Yesterday Osoteku, now 19, wept as she was convicted of manslaughter and conspiracy to cause grievous bodily harm after a five-month trial at the Old Bailey.
But the jury was unable to reach a verdict on a charge of murder after a week of deliberation.
It can now be revealed that Osoteku, who was studying drama and sociology at A-level, loved fighting and violence.
Besides listing ‘beef’ among her interests, on a social networking site she posted pictures of herself in her school uniform with the words ‘Missy Maffia’ and ‘Bang Bang’ written underneath.
Born to Nigerian parents in Peckham, South-East London, Osoteku’s upbringing was deeply troubled.
At the age of two, her father Abiodun took her and her three-year-old sister away from their drug addict mother Ebunoluwn, who has serious mental health issues and has been sectioned a number of times.
For a number of years, she was shunted between her aunt and a hostel before her father, a painter and decorator, remarried when she was five.
Osoteku told the jury that she suffered daily beatings at the hands of her stepmother.
At the age of eight she was taken into care and placed with foster parents.
Classmates described her as a bully who was always egging others on.
But the schoolgirl claimed to be a kind person. On her internet profile, she wrote in poorly spelt English: ‘Im a black inderpendent women who cares for all my bedrins and all fam. but every 1 is ke fam to me. Im a joka thats loves a joka .and im rely kind and fast to kick wid.’

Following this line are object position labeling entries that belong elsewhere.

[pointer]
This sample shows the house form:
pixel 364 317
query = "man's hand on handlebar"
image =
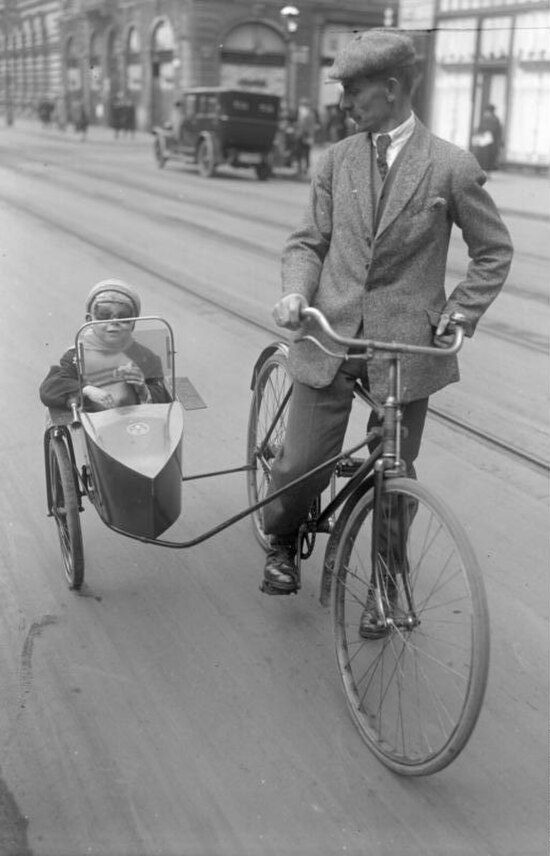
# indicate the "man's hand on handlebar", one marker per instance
pixel 444 335
pixel 287 312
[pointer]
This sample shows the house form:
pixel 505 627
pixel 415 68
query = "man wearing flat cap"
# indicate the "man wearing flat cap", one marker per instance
pixel 371 255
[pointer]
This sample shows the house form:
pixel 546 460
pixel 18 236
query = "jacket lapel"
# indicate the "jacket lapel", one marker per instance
pixel 409 172
pixel 358 168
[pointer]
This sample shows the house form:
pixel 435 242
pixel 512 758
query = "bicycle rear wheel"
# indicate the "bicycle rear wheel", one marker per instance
pixel 416 692
pixel 266 430
pixel 64 508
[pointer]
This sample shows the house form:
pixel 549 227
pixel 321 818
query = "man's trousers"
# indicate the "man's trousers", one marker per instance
pixel 316 428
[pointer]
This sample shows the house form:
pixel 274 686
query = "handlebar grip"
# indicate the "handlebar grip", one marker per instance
pixel 310 313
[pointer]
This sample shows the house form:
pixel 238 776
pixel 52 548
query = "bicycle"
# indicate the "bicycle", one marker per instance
pixel 415 688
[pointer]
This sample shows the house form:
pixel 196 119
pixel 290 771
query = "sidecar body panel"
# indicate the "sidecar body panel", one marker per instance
pixel 136 466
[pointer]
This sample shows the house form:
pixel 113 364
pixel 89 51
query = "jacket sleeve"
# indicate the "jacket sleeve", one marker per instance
pixel 307 246
pixel 151 366
pixel 488 241
pixel 61 382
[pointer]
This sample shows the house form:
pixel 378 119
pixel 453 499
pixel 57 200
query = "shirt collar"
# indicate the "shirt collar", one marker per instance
pixel 400 134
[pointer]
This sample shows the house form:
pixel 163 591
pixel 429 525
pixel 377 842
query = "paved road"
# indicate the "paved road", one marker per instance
pixel 171 708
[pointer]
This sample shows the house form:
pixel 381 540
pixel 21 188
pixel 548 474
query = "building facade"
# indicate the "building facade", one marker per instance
pixel 145 51
pixel 482 52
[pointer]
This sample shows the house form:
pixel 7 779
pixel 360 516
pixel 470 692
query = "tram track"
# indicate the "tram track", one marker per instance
pixel 199 187
pixel 527 339
pixel 195 288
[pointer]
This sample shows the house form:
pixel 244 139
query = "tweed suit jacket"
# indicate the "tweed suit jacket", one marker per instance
pixel 393 281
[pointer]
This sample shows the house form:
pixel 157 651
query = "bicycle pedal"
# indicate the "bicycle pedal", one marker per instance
pixel 348 467
pixel 269 588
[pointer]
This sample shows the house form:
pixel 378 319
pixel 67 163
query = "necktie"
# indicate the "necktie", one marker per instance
pixel 382 143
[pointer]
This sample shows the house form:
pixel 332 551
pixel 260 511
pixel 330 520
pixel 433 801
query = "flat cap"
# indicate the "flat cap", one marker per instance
pixel 371 53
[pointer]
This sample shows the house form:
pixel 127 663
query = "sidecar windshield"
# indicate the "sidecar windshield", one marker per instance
pixel 104 348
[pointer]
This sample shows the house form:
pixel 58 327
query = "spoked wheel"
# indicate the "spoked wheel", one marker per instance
pixel 266 431
pixel 415 690
pixel 64 507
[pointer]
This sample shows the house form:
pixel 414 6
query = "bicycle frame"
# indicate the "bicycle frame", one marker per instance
pixel 383 460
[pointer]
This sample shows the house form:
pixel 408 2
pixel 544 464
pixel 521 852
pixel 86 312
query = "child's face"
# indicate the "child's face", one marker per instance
pixel 114 313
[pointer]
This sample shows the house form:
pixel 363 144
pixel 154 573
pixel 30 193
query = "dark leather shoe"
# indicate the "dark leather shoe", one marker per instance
pixel 280 572
pixel 371 624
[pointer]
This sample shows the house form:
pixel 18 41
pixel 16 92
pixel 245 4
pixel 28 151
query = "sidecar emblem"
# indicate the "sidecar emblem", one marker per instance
pixel 136 429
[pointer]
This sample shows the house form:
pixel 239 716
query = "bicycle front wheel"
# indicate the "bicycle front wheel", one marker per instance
pixel 266 431
pixel 416 691
pixel 64 508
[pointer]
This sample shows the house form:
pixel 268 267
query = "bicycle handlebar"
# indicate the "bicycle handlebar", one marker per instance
pixel 312 314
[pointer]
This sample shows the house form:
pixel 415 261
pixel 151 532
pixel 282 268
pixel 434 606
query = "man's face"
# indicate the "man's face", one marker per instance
pixel 366 102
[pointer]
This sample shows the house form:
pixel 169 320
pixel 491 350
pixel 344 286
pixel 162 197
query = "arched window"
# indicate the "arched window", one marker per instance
pixel 253 56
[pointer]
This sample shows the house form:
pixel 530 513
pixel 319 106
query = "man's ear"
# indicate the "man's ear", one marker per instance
pixel 392 86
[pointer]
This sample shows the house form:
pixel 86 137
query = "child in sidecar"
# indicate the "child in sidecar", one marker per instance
pixel 118 370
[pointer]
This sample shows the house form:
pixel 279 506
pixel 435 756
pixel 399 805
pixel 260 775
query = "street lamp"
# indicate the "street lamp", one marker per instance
pixel 290 15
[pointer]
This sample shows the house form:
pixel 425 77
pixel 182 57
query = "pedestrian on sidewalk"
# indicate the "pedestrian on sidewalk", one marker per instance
pixel 371 255
pixel 487 140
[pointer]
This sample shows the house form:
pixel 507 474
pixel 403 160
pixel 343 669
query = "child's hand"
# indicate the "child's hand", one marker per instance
pixel 99 396
pixel 132 374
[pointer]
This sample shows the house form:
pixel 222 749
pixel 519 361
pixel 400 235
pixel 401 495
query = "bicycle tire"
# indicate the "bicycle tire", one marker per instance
pixel 414 694
pixel 272 386
pixel 64 508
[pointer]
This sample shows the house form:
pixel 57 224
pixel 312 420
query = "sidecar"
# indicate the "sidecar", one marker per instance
pixel 126 460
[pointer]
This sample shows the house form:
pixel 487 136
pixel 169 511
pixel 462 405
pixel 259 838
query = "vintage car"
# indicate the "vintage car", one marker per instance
pixel 218 126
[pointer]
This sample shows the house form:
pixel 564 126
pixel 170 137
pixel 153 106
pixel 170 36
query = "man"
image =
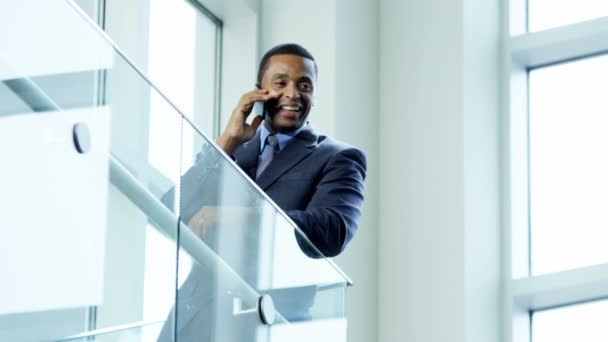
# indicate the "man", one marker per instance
pixel 316 180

During her trial, Osoteku attempted to pin the blame on others, sobbing as she claimed she had tried to stop them.
She said she was frozen in shock as the attack unfolded and ‘nudged’ the victim with her foot ‘to see if he was OK’.
But Mark Heywood, QC, prosecuting, said she was ‘at the heart’ of planning on Facebook and through BlackBerry and text messages for the attack.
The killing was provoked by ‘simmering tensions’ between pupils at a sixth-form college in Ladbroke Grove, West London, and teenagers from the victim’s school over the Underground station, which was regarded by both as ‘home territory’.
The day after the murder Osoteku went on a school trip to the Victoria and Albert Museum where she boasted about her role in the killing.
It was said she was ‘gloating she was with the boys, she kicked him, they used a samurai sword and cut his neck and back’.